Anti-war conspiracy theorists have pointed to a so-called secret plan concocted in 1997 by the Project for the New American Century, a think tank led by neocon kingpin Kristol, as this band’s blueprint for U.S. global domination. They are half-right. The paper, entitled “Rebuilding America’s Defenses,” was not a secret; it was posted on the group’s Web site. It came out of the deliberations of a group of 27 policy wonks, military officials and defense-firm execs that included Kristol, Wolfowitz and I. Lewis Libby, now Cheney’s chief of staff. “At present,” the report noted, “the United States faces no global rival. America’s grand strategy should aim to preserve and extend this advantageous position as far into the future as possible.” It called for the United States to “perform the ‘constabulary’ duties associated with shaping the security environment in critical regions.”

The paper also made clear that any conquest of Iraq would be but one stride toward the larger goal of achieving hegemony in the area: “The United States has for decades sought to play a more permanent role in Gulf regional security. While the unresolved conflict with Iraq provides the immediate justification, the need for a substantial American force presence in the Gulf transcends the issue of the regime of Saddam Hussein.” (The PNAC report was written, in part, as a follow-up to a paper drafted in 1992 by the Cheney-led Defense Department that called for maintaining U.S. pre-eminence and shaping the international security order in line with American principles and interests.) And a year prior to the PNAC report, a group of neocons wrote a paper for Benjamin Netanyahu, then Israeli prime minister, urging him to “focus on removing Saddam Hussein from power in Iraq.” The paper’s authors included Richard Perle, a leading get-Iraq hawk who now chairs the Defense Policy Board; Douglas Feith, the current undersecretary of defense for policy; and David Wurmser, now a special assistant to Undersecretary of State John Bolton.

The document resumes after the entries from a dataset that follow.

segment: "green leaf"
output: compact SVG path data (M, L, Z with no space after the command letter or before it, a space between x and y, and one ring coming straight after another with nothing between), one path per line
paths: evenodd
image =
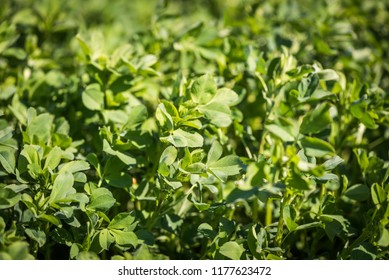
M59 173L64 173L64 172L76 173L88 169L89 169L89 163L87 163L86 161L74 160L62 165L59 170Z
M0 210L14 207L21 197L21 194L15 193L12 189L0 187Z
M374 122L374 119L367 112L367 103L364 98L355 101L350 106L351 114L360 120L367 128L377 129L378 125Z
M213 230L212 226L207 223L202 223L198 226L197 232L201 234L203 237L209 238L213 240L217 233Z
M351 251L352 260L375 260L377 258L377 249L370 243L362 243Z
M35 143L35 138L42 140L44 143L49 140L53 120L54 117L48 113L41 114L32 119L26 128L31 143Z
M294 231L297 228L297 224L295 222L296 219L296 210L292 205L286 205L282 210L282 217L285 221L286 227L289 231Z
M328 142L314 137L304 137L300 140L301 146L307 156L324 157L335 153L334 147Z
M132 176L126 172L104 174L104 180L112 187L127 188L132 185Z
M67 196L76 193L73 188L74 177L70 172L62 172L54 180L53 189L50 194L49 203L61 202Z
M104 212L110 209L115 202L116 199L113 198L112 193L108 189L98 188L92 191L88 208Z
M214 141L209 149L207 156L207 165L217 161L223 154L223 147L218 141Z
M174 122L171 114L167 111L165 103L159 104L155 111L155 118L159 125L164 127L167 131L174 129Z
M223 103L228 106L234 106L237 105L239 101L239 96L232 89L220 88L217 90L216 95L214 96L212 101Z
M107 140L103 140L103 151L106 152L107 154L117 156L124 164L126 165L134 165L136 164L136 159L133 158L132 156L125 154L120 151L115 151L114 149L111 148Z
M356 184L347 188L344 195L356 201L365 201L369 199L370 190L366 185Z
M177 149L173 146L167 147L159 159L159 163L165 163L166 165L171 165L177 158Z
M300 126L300 133L319 133L328 127L332 122L329 108L330 105L328 103L323 103L313 111L309 111L303 118L303 122Z
M220 254L231 260L239 260L243 252L243 246L234 241L224 243L219 249Z
M323 69L316 73L322 81L334 81L339 79L338 73L332 69Z
M208 169L222 181L226 176L234 176L240 174L242 169L242 161L236 155L225 156L218 161L208 165Z
M7 126L4 129L0 130L0 143L4 143L8 139L12 137L13 128L10 126Z
M123 126L124 130L133 129L136 126L142 124L147 119L148 113L147 108L143 104L131 107L130 113L128 114L128 120Z
M173 146L177 148L183 147L202 147L203 146L203 137L197 132L187 132L181 128L173 131L173 133L167 137L161 137L161 140L170 142Z
M46 221L46 222L52 223L53 225L55 225L57 227L59 227L61 225L61 220L53 215L41 214L41 215L39 215L38 219L41 221Z
M203 202L196 201L196 199L192 196L192 194L190 194L188 196L188 200L190 202L192 202L193 205L196 207L196 209L199 210L199 211L205 211L205 210L209 209L209 207L211 207L211 205L208 204L208 203L203 203Z
M92 111L101 111L104 108L104 93L99 84L91 84L82 92L82 103Z
M192 100L198 104L207 104L215 96L217 86L210 74L205 74L196 79L191 87Z
M324 229L330 240L348 233L350 222L341 215L321 215L320 220L324 222Z
M62 158L62 150L59 147L54 147L48 153L45 161L45 166L43 169L50 168L50 170L54 170L58 164L61 162Z
M232 123L231 110L226 104L212 101L205 105L199 105L197 109L203 113L212 124L218 127L227 127Z
M28 237L30 237L32 240L35 240L39 247L42 247L46 243L46 234L42 230L27 228L26 234Z
M310 184L306 179L306 176L299 174L294 170L291 170L289 176L286 179L286 185L295 190L309 190Z
M316 228L316 227L321 227L323 224L321 222L312 222L304 225L299 225L296 227L294 230L305 230L305 229L310 229L310 228Z
M375 205L382 204L386 201L386 192L379 184L374 183L370 188L370 192Z
M13 149L0 146L0 163L4 167L5 171L9 174L14 174L16 160Z
M0 260L33 260L29 253L29 244L24 241L15 241L7 248L6 252L0 252Z
M117 214L109 223L109 229L125 229L135 222L135 216L129 212Z
M265 128L284 142L293 142L295 140L295 137L289 127L281 126L279 124L267 124L265 125Z
M113 236L108 229L102 229L99 234L99 245L103 250L108 250L111 244L114 242Z
M339 164L341 164L344 160L339 157L339 156L334 156L332 158L330 158L329 160L326 160L322 166L324 167L324 169L326 171L329 171L329 170L332 170L334 169L335 167L337 167Z
M138 237L132 231L122 231L117 229L110 229L109 232L115 238L115 242L121 246L136 247L139 243Z
M377 245L381 247L389 246L389 229L385 228L384 225L380 225L380 237L377 241Z

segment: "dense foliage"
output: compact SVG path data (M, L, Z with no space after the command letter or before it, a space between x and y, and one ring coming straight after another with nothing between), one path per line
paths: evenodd
M2 0L0 259L388 259L389 3Z

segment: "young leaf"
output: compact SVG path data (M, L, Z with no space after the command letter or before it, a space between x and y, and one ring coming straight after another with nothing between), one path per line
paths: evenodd
M198 104L207 104L215 96L217 86L210 74L205 74L196 79L191 87L192 100Z
M68 195L76 193L73 188L74 177L70 172L62 172L54 180L53 189L50 194L49 203L57 203L66 199Z
M54 170L61 162L61 157L62 157L61 148L54 147L47 155L45 166L43 167L43 169L50 168L50 170Z

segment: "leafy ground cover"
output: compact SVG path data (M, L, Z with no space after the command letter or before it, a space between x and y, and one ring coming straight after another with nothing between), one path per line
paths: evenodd
M388 259L388 22L3 0L0 259Z

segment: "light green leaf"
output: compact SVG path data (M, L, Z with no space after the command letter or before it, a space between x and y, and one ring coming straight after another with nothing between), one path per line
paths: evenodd
M196 79L191 87L192 100L198 104L207 104L215 96L217 86L210 74L205 74Z
M205 211L209 209L209 207L211 207L211 205L208 203L196 201L196 199L192 196L192 194L188 196L188 200L193 203L193 205L196 207L198 211Z
M284 127L279 124L267 124L265 128L284 142L293 142L295 139L289 127Z
M323 69L316 73L319 76L319 79L322 81L333 81L339 79L338 73L332 69Z
M117 229L109 230L112 236L115 238L115 242L121 246L136 247L139 244L138 237L132 231L122 231Z
M74 177L72 173L68 171L60 173L54 180L49 203L60 202L61 200L66 199L68 195L76 193L73 184Z
M0 146L0 163L4 167L5 171L10 174L14 174L16 160L13 149Z
M324 167L325 170L332 170L334 169L335 167L337 167L339 164L341 164L344 160L339 157L339 156L334 156L332 158L330 158L329 160L326 160L322 166Z
M234 241L224 243L219 249L220 254L231 260L239 260L243 252L243 246Z
M32 240L35 240L39 247L42 247L46 243L46 234L42 230L27 228L26 234L28 237L30 237Z
M166 140L170 142L173 146L177 148L182 147L202 147L203 146L203 137L197 132L187 132L181 128L173 131L173 133L167 137L161 137L161 140Z
M103 250L108 250L113 242L114 238L108 229L102 229L99 232L99 245Z
M82 92L82 103L92 111L101 111L104 108L104 93L98 84L91 84Z
M212 101L205 105L199 105L197 109L205 115L209 121L218 127L227 127L232 123L230 108L217 101Z
M48 113L41 114L32 119L26 128L31 143L35 143L35 138L42 140L45 143L49 140L53 120L54 117Z
M162 152L159 162L171 165L176 160L177 153L178 152L176 148L174 148L173 146L169 146Z
M239 101L239 96L235 91L229 88L220 88L217 90L213 102L219 102L228 106L236 105Z
M80 171L85 171L89 169L89 163L83 160L74 160L62 165L59 170L59 173L69 172L76 173Z
M237 175L242 169L242 161L236 155L229 155L208 165L212 171L220 171L228 176Z
M166 128L166 130L171 131L174 129L173 118L166 110L164 103L158 105L157 110L155 111L155 118L157 119L159 125Z
M207 165L217 161L223 154L223 147L218 141L212 143L207 156Z
M109 229L125 229L135 222L135 216L129 212L117 214L109 223Z
M106 188L98 188L92 191L90 197L89 209L97 211L107 211L116 202L113 198L112 193Z
M3 143L12 137L13 128L7 126L4 129L0 130L0 143Z
M370 192L375 205L385 202L387 195L385 190L379 184L374 183L370 188Z
M54 170L58 164L61 162L62 150L59 147L54 147L48 153L45 161L45 166L43 169L50 168L50 170Z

So the geostrategists and neocons have been angling for this war for years. More recently, the neocons have dressed up their desire to dethrone Hussein with a call for democracy and liberation in Iraq. These not-so-Quiet Americans are not being insincere (just perhaps naive). Their pro-democracy rhetoric, though, does help them peddle hawkish power politics as do-goodism. (At a recent gathering of journalists and policymeisters in Washington, The Weekly Standard’s David Brooks, dripping with earnestness, asked me whether liberals would join with conservatives to support pro-democracy efforts in postwar Iraq.) But there’s little evidence hard-liners like Cheney and Rumsfeld are promoting war to achieve democracy. It’s more likely that they are promising (the possibility of) democracy to achieve war.

For different reasons, then, idealistic imperialists, hard-nosed Pax Americanists and Sheriff Bush arrived at the same answer: invade and occupy Iraq. Bush’s urge to undo a potential threat ended up jibing nicely with the others’ longstanding desire to dominate the world. And in the months after 9/11, he increasingly adopted the reasoning and lingo of both the messianic and the us-first proponents of war against Iraq. Convergence has occurred. All their various roads led to Baghdad and war.